The paper introduces G‑MemLLM, a memory‑augmented architecture that equips a frozen large language model (LLM) with a trainable latent memory bank and a GRU‑style gated update mechanism. The authors argue that existing solutions for extending context—such as context compression (e.g., Gist Tokens, Recurrent Context Compression) and recurrent state‑passing (e.g., Recurrent Memory Transformer, M+ framework)—suffer from information loss (context rot) or gradual forgetting of early facts (vanishing knowledge). To address these issues, G‑MemLLM separates linguistic processing from knowledge retention: the frozen backbone (GPT‑2 124M or Llama 3.1 8B) generates hidden states, while a latent memory bank of fixed‑size slots stores intermediate representations that can be selectively refreshed, preserved, or overwritten.

The latent memory bank consists of S slots, each a Dₘ‑dimensional learnable vector. An encoder compresses the LLM’s hidden states into a lower‑dimensional space, and a decoder projects memory slots back to the LLM dimension. During each interaction, the current hidden states act as keys and values in a cross‑attention operation where memory slots are queries. The attention output (M_attended) is combined with the previous memory (M_old) via a gate g produced by a small neural network: M_new = (1 − g) ⊙ M_old + g ⊙ M_attended. This gating mirrors the update gate of a GRU, allowing the model to keep long‑term facts when g is low and to incorporate new evidence when g is high, thereby mitigating drift and overwriting problems typical of pure recurrent memories.

Training optimizes a composite loss: (1) a standard language‑model cross‑entropy on the memory‑augmented logits, (2) an L1 sparsity term encouraging the model to activate only a few memory slots, and (3) a negative‑entropy term that discourages reliance on a single slot by maximizing the entropy of slot importance scores.
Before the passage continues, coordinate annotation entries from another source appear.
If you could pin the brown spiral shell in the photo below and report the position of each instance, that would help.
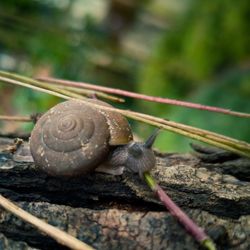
(73, 138)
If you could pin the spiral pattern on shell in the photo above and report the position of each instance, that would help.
(70, 139)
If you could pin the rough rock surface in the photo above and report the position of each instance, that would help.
(120, 212)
Hyperparameters λ_s and λ_e balance these regularizers.

Experiments evaluate G‑MemLLM on two benchmarks: HotpotQA (multi‑hop question answering) and Zero‑Shot Relation Extraction (ZsRE). Across both model scales, adding the memory module yields consistent gains. For GPT‑2, Answer F1 improves from 45.52 to 54.08 (+8.56), Joint F1 from 30.72 to 38.51 (+7.79). For Llama 3.1 8B, Supporting Fact F1 rises from 76.53 to 83.42 (+6.89) and Joint F1 from 72.15 to 78.23 (+6.08). On ZsRE, Llama 8B’s accuracy jumps from 55.63 % to 63.03 % (+13.3 %). An ablation on memory‑slot count shows that 1024 slots strike the best trade‑off between accuracy and inference overhead; increasing to 2048 slots yields only a marginal 0.28 % gain, indicating saturation.
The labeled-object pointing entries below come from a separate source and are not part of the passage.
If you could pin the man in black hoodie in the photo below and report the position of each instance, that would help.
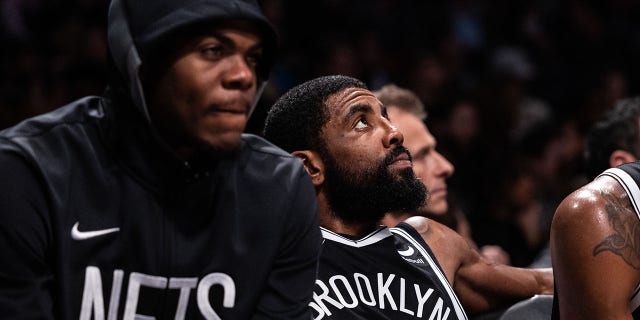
(149, 201)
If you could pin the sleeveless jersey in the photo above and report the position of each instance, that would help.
(389, 274)
(628, 175)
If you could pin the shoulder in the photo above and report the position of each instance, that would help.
(261, 157)
(66, 117)
(592, 202)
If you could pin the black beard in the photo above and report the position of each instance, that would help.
(365, 197)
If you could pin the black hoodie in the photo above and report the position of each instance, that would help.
(98, 220)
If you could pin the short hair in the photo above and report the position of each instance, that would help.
(296, 119)
(617, 129)
(406, 100)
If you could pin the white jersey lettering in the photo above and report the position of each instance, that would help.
(93, 307)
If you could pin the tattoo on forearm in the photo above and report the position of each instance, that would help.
(625, 239)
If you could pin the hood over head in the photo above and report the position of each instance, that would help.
(136, 25)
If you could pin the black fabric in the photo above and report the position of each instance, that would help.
(368, 278)
(242, 228)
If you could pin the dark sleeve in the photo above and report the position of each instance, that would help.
(25, 277)
(291, 282)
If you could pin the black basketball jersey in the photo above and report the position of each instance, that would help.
(389, 274)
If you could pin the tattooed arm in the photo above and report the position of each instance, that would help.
(595, 252)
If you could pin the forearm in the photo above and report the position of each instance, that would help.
(493, 287)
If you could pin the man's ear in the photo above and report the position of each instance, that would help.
(619, 157)
(313, 164)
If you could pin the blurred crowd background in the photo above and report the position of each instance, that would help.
(511, 86)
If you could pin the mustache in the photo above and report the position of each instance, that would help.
(395, 153)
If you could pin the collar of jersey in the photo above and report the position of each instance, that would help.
(375, 236)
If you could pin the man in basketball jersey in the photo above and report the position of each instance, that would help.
(494, 285)
(595, 230)
(361, 170)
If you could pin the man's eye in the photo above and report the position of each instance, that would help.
(254, 60)
(362, 123)
(213, 52)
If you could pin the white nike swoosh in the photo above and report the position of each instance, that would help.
(407, 252)
(84, 235)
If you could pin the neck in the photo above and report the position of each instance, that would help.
(392, 219)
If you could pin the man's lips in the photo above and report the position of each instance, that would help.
(402, 160)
The authors discuss that the memory bank acts as a scratchpad for small models, while for larger models it functions as an indexing layer that organizes the model’s internal knowledge more efficiently. Limitations include the fixed slot count, which may constrain extremely long‑range reasoning, and the reliance on a simple sigmoid gate; more sophisticated multi‑scale gating or reinforcement‑learning‑based memory management could further improve performance. Additionally, experiments are limited to frozen backbones; integrating the memory module with fully fine‑tuned models remains an open question.
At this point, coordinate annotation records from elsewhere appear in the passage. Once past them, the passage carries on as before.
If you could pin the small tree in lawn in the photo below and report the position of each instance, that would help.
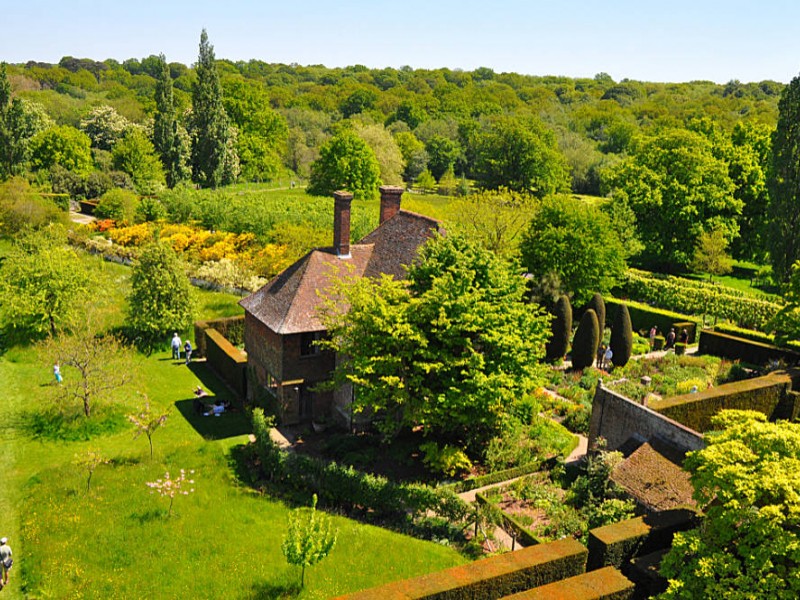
(621, 337)
(309, 538)
(169, 487)
(90, 461)
(586, 340)
(147, 422)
In conclusion, G‑MemLLM demonstrates that a lightweight, trainable latent memory, coupled with a gated update, can substantially extend the effective context window of LLMs without requiring full model fine‑tuning. The approach yields notable improvements in multi‑hop reasoning and relational extraction, scales well from 124 M to 8 B parameters, and adds less than 3 % extra parameters. Future work may explore dynamic slot allocation, hierarchical gating, and joint training with large, fine‑tuned LLMs to further close the gap between short‑term context processing and long‑term factual consistency.